The New Shul

Parshat Bo

In this week’s parashah, Bo, God assigns us our first mitzvah as we prepare to leave Egypt:  “This month will be for you the beginning of months.” From now on, we are to begin our calendar from Nisan, the month of our liberation.

Rabbi Yitzhak Meir of Ger noted that, in nature, there are no beginnings. Natural time is cyclical, without start or end. The moon goes through its phases, then repeats them. There is no first month.

What, then, did God mean by telling us that Nisan would be our first month?  According to Rabbi Yitzhak Meir, God meant to teach us a lesson about the power of mitzvah, of sacred obligation. We create beginnings — we make ourselves new — when we transcend the circularity of nature by doing what is not natural, when we commit ourselves to a higher cause. What made Nisan new is that, in that month, we left Egypt to perform a higher kind of service than service to Pharoah. Instead of work that leads in circles, we chose work that takes us –and the world – forward.

Through the life of mitzvah that we build together, may we always keep The New Shul new.

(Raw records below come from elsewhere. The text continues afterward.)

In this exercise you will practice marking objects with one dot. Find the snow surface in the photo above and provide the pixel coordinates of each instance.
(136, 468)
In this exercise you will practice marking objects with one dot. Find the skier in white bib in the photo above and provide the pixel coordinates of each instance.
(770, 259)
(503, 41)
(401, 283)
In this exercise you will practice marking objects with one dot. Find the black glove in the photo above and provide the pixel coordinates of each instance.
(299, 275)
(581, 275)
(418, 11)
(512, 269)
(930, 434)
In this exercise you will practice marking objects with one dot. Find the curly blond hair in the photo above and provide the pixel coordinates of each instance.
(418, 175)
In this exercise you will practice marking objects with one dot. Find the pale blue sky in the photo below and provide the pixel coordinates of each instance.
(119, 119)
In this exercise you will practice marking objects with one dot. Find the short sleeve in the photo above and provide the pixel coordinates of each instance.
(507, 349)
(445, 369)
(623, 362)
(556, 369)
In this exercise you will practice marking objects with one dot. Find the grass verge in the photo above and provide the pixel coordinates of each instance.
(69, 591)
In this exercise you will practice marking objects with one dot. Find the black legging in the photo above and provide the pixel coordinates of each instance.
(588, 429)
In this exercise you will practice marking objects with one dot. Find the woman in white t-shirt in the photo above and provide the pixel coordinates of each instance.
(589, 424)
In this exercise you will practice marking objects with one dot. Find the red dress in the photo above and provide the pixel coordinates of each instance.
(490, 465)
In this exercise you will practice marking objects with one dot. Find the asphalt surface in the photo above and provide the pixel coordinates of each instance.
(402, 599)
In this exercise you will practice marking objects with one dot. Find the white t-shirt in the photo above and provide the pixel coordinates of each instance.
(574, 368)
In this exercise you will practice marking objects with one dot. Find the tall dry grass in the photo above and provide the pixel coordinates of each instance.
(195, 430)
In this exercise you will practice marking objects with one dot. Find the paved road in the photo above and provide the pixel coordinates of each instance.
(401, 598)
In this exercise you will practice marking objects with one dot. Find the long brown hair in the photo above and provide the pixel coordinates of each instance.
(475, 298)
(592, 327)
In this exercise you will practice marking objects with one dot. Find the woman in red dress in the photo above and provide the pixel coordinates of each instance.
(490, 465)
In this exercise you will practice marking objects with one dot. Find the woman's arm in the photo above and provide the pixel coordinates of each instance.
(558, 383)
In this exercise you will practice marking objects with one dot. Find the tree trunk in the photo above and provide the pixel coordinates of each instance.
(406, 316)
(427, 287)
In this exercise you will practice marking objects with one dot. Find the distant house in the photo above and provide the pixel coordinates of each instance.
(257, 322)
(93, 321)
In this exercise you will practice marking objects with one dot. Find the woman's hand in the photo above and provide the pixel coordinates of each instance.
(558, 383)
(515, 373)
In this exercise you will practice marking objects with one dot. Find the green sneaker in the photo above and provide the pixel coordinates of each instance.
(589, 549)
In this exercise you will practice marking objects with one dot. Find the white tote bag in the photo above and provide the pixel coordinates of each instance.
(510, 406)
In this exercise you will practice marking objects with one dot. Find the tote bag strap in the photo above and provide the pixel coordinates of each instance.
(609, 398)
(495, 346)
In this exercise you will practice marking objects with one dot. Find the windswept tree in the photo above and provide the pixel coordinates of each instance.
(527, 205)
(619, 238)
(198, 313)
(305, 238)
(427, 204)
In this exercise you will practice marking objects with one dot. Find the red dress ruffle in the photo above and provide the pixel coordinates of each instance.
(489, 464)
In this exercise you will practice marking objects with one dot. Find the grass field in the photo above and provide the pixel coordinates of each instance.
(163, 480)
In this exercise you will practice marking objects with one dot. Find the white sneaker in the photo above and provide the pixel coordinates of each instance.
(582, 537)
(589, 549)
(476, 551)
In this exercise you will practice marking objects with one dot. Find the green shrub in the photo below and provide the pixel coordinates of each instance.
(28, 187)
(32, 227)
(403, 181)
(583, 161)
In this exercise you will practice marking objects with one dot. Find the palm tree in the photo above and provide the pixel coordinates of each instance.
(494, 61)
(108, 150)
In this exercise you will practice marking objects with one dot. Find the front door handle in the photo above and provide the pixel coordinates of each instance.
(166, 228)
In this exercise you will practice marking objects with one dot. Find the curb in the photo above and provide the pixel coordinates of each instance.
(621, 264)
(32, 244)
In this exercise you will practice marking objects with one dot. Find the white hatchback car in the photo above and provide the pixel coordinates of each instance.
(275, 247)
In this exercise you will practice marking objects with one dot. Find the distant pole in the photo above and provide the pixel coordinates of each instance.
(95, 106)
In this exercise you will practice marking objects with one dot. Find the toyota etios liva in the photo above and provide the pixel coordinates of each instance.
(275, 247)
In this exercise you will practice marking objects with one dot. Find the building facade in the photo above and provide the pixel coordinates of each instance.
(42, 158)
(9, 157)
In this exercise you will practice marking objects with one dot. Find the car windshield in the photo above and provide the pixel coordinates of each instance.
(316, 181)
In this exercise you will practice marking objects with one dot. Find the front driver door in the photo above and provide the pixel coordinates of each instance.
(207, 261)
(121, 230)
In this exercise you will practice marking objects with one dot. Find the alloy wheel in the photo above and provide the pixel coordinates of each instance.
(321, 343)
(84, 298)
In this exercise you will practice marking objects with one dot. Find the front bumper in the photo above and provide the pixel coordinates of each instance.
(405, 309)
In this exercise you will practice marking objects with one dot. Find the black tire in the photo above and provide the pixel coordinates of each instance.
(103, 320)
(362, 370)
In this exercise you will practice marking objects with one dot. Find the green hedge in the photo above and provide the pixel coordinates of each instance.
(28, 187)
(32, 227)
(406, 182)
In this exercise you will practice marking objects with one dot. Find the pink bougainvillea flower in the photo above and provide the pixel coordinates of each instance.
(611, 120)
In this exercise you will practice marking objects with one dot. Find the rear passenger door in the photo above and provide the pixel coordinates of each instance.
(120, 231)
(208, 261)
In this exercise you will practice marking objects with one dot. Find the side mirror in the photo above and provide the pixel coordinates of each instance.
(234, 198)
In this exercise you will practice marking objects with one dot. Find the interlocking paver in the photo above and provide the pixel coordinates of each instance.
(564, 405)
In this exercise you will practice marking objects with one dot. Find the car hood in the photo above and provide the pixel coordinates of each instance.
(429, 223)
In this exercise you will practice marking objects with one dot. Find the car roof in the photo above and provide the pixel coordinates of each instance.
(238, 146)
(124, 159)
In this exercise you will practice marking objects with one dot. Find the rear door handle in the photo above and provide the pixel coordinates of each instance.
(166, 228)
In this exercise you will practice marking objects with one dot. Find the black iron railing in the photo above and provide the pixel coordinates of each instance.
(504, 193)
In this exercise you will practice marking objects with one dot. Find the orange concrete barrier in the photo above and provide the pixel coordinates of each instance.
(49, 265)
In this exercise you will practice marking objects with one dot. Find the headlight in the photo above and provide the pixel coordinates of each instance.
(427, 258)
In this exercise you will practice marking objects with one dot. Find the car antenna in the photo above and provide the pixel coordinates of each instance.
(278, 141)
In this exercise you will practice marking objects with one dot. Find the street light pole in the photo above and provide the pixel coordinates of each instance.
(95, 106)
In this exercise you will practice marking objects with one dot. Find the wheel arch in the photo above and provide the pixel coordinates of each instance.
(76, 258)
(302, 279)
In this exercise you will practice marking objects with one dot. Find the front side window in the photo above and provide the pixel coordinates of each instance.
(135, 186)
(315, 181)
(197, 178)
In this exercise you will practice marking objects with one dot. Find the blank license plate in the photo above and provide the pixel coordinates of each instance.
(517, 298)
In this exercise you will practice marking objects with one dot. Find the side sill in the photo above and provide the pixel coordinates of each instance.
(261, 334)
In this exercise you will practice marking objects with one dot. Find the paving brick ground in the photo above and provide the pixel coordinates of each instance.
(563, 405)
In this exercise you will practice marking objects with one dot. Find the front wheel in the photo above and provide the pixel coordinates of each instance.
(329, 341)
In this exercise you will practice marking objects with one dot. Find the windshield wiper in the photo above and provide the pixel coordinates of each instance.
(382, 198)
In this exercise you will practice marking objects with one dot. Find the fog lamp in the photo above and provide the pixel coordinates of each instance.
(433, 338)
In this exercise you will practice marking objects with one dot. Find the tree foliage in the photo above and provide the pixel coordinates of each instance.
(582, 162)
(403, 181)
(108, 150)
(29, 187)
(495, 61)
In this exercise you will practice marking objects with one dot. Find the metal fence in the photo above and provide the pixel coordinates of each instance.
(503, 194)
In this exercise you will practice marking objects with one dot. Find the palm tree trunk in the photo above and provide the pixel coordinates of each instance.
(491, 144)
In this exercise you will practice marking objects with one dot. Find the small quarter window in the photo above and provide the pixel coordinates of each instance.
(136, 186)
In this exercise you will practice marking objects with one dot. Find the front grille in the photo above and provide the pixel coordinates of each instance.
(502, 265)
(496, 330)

  • The New Shul’s Shabbat services are on Friday evenings from 6 to 7 pm, and on Saturday mornings from 9 am to 12 noon. The kiddush-lunch this Shabbat, February 1, will be sponsored by Sharon and Michael Klausner in honor of their 58th wedding anniversary, and by Philip and Jane Paress in honor of Philip’s 73rd birthday.
  • Childcare is available on Shabbat mornings from 10 am to noon.
  • Minyanim during the week are on Sunday mornings at 9:30 am, and on Monday, Tuesday, Wednesday and Thursday evenings at 6:30 pm.
  • The annual meeting of The New Shul community will be on Sunday morning February 2. Breakfast will be at 10 am, and the meeting will follow at 10:30. All are welcome.
  • Limmud AZ, our community-wide day of Jewish learning, is on Sunday February 9 at ASU. For more information or to register, visit limmudaz.org.
  • Join us at The New Shul on Monday February 10 at 7 pm for a lecture by Dr. Pamela Nadell of American University: American Jewish Women: A History from Colonial Times to Today.The lecture is sponsored by the Women’s Jewish Learning Center. It is free of charge, and open to all.
  • On Shabbat morning February 15, Leah Hadas Targovnik Jacobs will be called to the Torah as a bat mitzvah.